Introduction
HTML5 File API is used to access files on the client machine via web browsers. There are 3 levels of File APIs in HTML5 standards:
- File API (Let me call it as File Reader API)
- File API: Writer (also called as File Writer API)
- File API: Directories and System (also called as File System API)
I spends some time on analyzing the capabilities of each level and the compatibility with different web browsers. This would be helpful to choose technologies for my future web application development which may access the client-side local files, for example, uploading and downloading files.
Experimental Browsers
I chose the following web browsers as experimental browsers. They were all in the latest versions at the time when the research was being done.
- Microsoft Internet Explorer 10
- Google Chrome 30
- Mozilla Firefox 24
- Safari 6 (Mac OS and iOS 7)
NOTE: Safari 5.1.7 is the last version for Windows. Apple terminates support for Windows from Safari 6. And Safari 5.1.7 does not support File API. In other words, we cannot use File API when we use Safari on Windows.
Demo Code
The demo code files are in a VS 2012 web application. It contains the following files:
- FileReadApi.html: demonstrates reading a small or huge file and showing the progress. Also support stopping and resuming. This demo can run in all previously listed browsers.

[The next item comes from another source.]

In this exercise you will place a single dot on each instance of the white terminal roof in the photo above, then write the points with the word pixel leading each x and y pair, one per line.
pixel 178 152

- FileSaver.html: demonstrates how to implement and use
FileSaver
. This demo can run in all previously listed browsers. - FileSystemApi.html: demonstrates how to use File System API and
FileWriter
. It is only workable in Chrome among the previously listed browsers. - FileSystemApiConsumer.html: lists all files created in FileSystemApi.html and reads the user specified one. Only for Chrome.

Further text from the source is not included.